Frequently Asked Questions
What is the difference between white noise and brown noise?
White noise contains equal energy at every frequency across the audible range (20 Hz–20,000 Hz), producing a flat power spectral density and a harsh, hissy sound similar to untuned static. Brown noise has energy that decreases at 6 dB per octave as frequency increases, meaning it has dramatically more power in bass frequencies — producing the deep, rumbling sound of heavy rain or ocean surf. Most people find brown noise perceptually easier to listen to for extended periods, while white noise can become fatiguing after prolonged exposure.
Which is better for sleep — white noise or brown noise?
Current research suggests brown noise has a slight advantage for most adult sleepers due to auditory masking efficiency and tolerability. Its rich bass frequencies mask low-frequency intrusions — footsteps, car engines, voices — more completely than white noise. A 2021 Sleep Medicine survey found 68% of participants preferred brown noise for sleep initiation. However, individual auditory preference is the most important variable: the noise that produces the greatest relaxation and masks your local environment most effectively is the right choice.
Does white noise affect REM sleep or dream quality?
At moderate volumes (40–50 dB), continuous masking noise protects REM continuity by reducing the perceptual contrast between background and sudden disruptive transients. Research by Charles Czeisler at Harvard has noted that sound levels above 55 dB can independently induce microarousals even without transient peaks. Brown noise achieves effective masking at lower average SPL than white noise, making it slightly better suited for protecting REM sleep and the vivid dreams it produces.

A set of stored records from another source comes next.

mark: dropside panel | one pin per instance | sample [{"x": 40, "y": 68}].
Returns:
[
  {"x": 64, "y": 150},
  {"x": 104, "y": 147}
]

Is it safe to use white or brown noise every night for sleep?
Long-term nightly use at appropriate volumes (40–50 dB) is considered safe for adults by the American Academy of Sleep Medicine. The primary concerns are auditory habituation and a degree of conditioned dependence in which the nervous system learns to associate the sound with sleep onset. Neither is a serious medical concern for most adults. For infants, the AASM recommends keeping sleep machines below 50 dB and at least 200 cm from the infant's head.
What about pink noise — is it better than white or brown noise for sleep?
Pink noise occupies the spectral midpoint between white and brown, with energy decreasing at 3 dB per octave. It has a well-studied effect on slow-wave sleep: research by Jan Born published in Neuron (2013) and extended by Ngo and colleagues (2017) found that pink noise pulses synchronised to SWS slow oscillations significantly enhanced memory consolidation. For continuous, non-synchronised use, pink noise performs similarly to brown for masking and general sleep quality. Its specific SWS-enhancement potential requires closed-loop stimulation systems.